Immunosuppressive medications such as methotrexate and cyclophosphamide are used in relatively high doses to quickly reduce the inflammatory process in the early stages of diffuse SSc. Despite the usual side effects of these medications early in treatment, the disease can be quieted and patients gain significant relief from debilitating signs and symptoms.

Corticosteroids in doses higher than 10-15 mg per day have been found to be counterproductive in patients with diffuse disease, sometimes precipitating acute SRC. They sometimes are used for joint or tendon symptoms.¹

The calcium channel blockers, such as nifedipine, are useful in opening blood vessels in the skin and heart. ACE inhibitors have been used to good effect in the kidney, and bosentan or epoprostenol improve blood flow in the lungs. Antiplatelet therapy (low-dose aspirin) can help prevent clotting, allowing flow better through partly occluded vessels.¹ These medications are augmented by warm clothing including gloves, even in the hot months, small packets of hand warmers and immediate smoking cessation.
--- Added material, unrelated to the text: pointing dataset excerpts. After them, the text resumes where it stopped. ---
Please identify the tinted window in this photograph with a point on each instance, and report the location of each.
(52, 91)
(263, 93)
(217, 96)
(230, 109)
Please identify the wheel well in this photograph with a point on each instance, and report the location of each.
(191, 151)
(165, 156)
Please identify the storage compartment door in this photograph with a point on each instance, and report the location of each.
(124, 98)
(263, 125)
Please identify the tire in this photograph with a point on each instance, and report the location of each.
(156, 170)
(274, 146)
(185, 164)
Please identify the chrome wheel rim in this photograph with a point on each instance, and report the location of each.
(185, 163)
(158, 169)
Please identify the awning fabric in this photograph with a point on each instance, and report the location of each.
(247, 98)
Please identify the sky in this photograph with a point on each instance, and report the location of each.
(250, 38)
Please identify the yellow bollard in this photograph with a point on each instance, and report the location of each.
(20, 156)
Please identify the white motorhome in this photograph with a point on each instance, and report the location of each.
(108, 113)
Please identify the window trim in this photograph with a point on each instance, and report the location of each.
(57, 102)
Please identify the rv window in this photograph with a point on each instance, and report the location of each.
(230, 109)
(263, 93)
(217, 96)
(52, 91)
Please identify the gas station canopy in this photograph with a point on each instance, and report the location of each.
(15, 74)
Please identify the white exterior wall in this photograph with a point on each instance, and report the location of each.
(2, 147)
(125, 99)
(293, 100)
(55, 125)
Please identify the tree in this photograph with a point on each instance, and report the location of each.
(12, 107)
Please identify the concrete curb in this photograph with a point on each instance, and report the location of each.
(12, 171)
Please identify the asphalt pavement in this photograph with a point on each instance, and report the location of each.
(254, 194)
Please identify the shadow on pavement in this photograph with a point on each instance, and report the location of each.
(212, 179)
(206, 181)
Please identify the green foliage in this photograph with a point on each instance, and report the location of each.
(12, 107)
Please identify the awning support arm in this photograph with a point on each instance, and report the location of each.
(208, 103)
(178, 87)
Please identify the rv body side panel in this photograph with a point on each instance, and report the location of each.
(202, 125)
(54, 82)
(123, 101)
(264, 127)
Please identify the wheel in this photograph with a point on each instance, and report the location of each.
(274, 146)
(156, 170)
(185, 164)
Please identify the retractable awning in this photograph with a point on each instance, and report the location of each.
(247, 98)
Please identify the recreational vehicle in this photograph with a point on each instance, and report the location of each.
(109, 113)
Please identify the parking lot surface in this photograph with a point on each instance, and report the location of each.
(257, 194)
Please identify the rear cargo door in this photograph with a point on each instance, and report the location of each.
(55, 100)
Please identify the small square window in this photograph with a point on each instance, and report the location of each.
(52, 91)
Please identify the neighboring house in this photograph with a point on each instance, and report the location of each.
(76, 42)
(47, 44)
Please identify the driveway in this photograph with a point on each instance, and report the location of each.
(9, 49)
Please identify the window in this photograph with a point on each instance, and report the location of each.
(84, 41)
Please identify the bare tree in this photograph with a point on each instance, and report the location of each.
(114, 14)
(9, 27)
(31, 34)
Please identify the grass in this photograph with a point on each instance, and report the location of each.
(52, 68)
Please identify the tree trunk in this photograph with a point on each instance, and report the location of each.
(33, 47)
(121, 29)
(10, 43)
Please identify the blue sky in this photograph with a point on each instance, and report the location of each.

GERD can be treated with protein pump inhibitors, raising the head of the bed with books or bricks and teaching the patient how to take medications to reduce gastric irritation. A small number of patients will need total parenteral nutrition to maintain nutrition. Finally, antibiotics are used to treat the bacterial overgrowth and malabsorption that results from lower bowel gastroparesis.

In general, patients with scleroderma should be treated by rheumatologists as their primary specialist, although other specialists clearly are needed as contributors to overall care. Nurses are important members of the care team. In clinics where large numbers of scleroderma patients are seen, the nurse may be a resource for patient and family education and emotional support.

Indications for Rapid Referral & Treatment

Early diffuse disease with rapidly advancing skin involvement, acute onset high blood pressure, seizures, new proteinuria and an early decrease in pulmonary function are all signals the patient may be in trouble.^1,5

These serious symptoms of scleroderma may be seen within the first 3-5 years after diagnosis, and any one of them signals the patient should be seen for rapid workup and treatment. For SRC, hospitalization is the rule.¹ Early intervention in SRC is crucial to reduce morbidity and mortality in this potentially catastrophic complication of SSc.

Patient Education & Support

"The role of the nurse, regardless of the setting, is a multifaceted one: caregiver, health educator and referral liaison for both medical and ancillary care, and a critical link between physician, patient and family."¹

Nursing care of patients with Raynaud's phenomenon (95 percent of SSc patients) centers around education regarding keeping warm, medications and modifications in care when pain, infection and ulcerations occur. It is important for patients to understand when there is an ischemic episode in the extremities there is sometimes demonstrable ischemia in the lungs, heart and kidneys; therefore, keeping warm, even in the summertime, maintaining their medications and stopping smoking will protect not only the skin but also the internal organs.

When digital ulcers occur, wound care specialists can be consulted for treatment options. It is important to wear gloves when cleaning house to protect the hands from harsh chemicals, bumps and abrasions as much as possible.

The Skin

Since SSc's most prominent sign is hardening of the skin, patients have great difficulties with this area. Not only is it painful, it also is disfiguring and debilitating, causing the typical "mouse face" as well as telangiectasias, clawed fingers, joint pain and itching from the entrapment of superficial pain nerves. Skin breakdown can occur from excessive dryness.

It must be emphasized that only time and immunosuppressives have been found to actually soften the skin, not specific moisturizers or massage, though they can feel good and may be preventive.

Telangiectasias, visible as small red or purple spots on the fingers, palms, face and lips can be covered with special cosmetics, which are waterproof and not perfumed.